Yes, you can file bankruptcy without the help of a lawyer. Is it advisable? Definitely NOT!
There is an old adage: “he who represents himself has a fool for a client.” Perhaps nowhere is this more true than in the bankruptcy court. Bankruptcy is much more than just filling out some forms. If things aren’t done correctly, there are numerous pitfalls along the road to debt relief.
Are you capable of responding to a motion objecting to your homestead exemption that could cost you your house? If not, read on…
Bankruptcy Laws Changed Dramatically in 2005
The effort and legal knowledge needed in properly preparing bankruptcy cases was substantially changed in October of 2005. The ‘new’ bankruptcy laws added extreme and unneeded complexity to the process of filing for bankruptcy, and added the requirement to produce many more documents. Lots and lots of documents. Unlike tax forms, bankruptcy forms don’t come with instructions for the non-professional.
Local Rules and Customs Further Complicate Matters
Additionally, two new ‘schooling’ requirements have been added.

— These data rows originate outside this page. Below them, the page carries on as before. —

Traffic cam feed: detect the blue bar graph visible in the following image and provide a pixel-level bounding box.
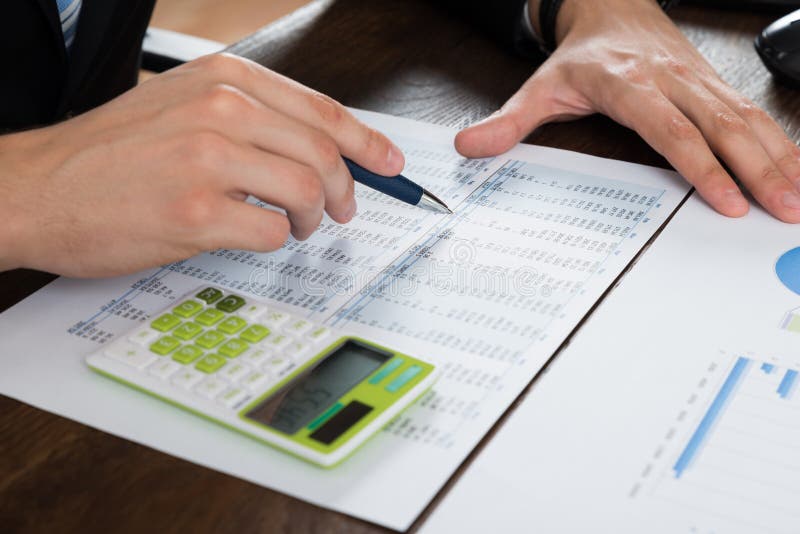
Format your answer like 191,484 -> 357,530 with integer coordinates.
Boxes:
777,369 -> 798,399
673,357 -> 750,478
761,363 -> 775,374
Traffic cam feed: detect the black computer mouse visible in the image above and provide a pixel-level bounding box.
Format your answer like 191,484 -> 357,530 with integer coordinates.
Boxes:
755,9 -> 800,89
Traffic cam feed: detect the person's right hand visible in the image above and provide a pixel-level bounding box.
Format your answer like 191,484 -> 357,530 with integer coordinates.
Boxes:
0,53 -> 404,277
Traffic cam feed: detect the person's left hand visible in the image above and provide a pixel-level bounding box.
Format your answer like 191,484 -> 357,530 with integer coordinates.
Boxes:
454,0 -> 800,222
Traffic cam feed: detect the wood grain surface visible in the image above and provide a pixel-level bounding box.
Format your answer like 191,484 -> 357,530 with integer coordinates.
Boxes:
1,2 -> 798,533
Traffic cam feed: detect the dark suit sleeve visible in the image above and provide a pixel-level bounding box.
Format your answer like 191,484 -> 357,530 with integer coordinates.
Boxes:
429,0 -> 529,53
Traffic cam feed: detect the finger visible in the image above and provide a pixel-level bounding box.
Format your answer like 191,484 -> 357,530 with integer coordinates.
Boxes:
189,54 -> 405,177
184,86 -> 356,223
702,81 -> 800,191
663,77 -> 800,222
207,200 -> 291,252
606,87 -> 749,217
220,145 -> 326,241
454,68 -> 561,158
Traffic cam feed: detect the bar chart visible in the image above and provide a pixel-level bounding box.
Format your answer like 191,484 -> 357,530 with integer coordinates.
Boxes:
647,351 -> 800,532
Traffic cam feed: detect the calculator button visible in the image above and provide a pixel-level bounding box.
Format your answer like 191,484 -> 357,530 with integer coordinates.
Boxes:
171,368 -> 204,389
216,295 -> 246,313
195,330 -> 226,349
218,338 -> 249,358
149,336 -> 181,355
218,387 -> 250,410
172,345 -> 204,364
286,319 -> 313,336
242,347 -> 271,367
217,316 -> 247,335
265,333 -> 291,350
238,303 -> 268,322
196,354 -> 227,374
172,322 -> 203,341
195,308 -> 225,326
173,299 -> 204,318
239,324 -> 270,343
129,327 -> 160,346
263,355 -> 295,378
148,359 -> 180,380
284,341 -> 310,360
196,287 -> 223,304
220,361 -> 250,382
151,313 -> 181,332
369,358 -> 404,385
241,371 -> 273,392
262,310 -> 289,328
105,341 -> 157,370
308,326 -> 332,345
385,365 -> 423,393
194,378 -> 227,400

There are many new regional and local court requirements, as well. Chapter 13 bankruptcy brings with it many unwritten local rules and customs that the layperson simply wouldn’t know about. All in all, it is a difficult task for anyone, a qualified lawyer included, to properly guide even a ‘simple’ bankruptcy through the process to a successful discharge.
Potential Pitfalls for Pro Se Debtors
There are many many pitfalls, exceptions, interpretations and processes too numerous to mention, that can upset the completion of your case. To make matters worse, if your case is filed improperly, and then dismissed, it becomes even more difficult to file and successfully complete a re-filed case. All the more reason to insure that your first case is prepared, filed and completed properly, with the help of a qualified bankruptcy lawyer.
Most Firms Offer Payment Plans
Certainly you can expect to pay a reasonable fee for the service of a lawyer, but most debtors lawyers have payment plans, and their fees are reasonable and subject to review and approval by the Bankruptcy Court. Check your attorneys qualifications, check the State Bar, the BBB, and inquire of your attorney’s membership in related organizations such as NACBA at www.nacba.org.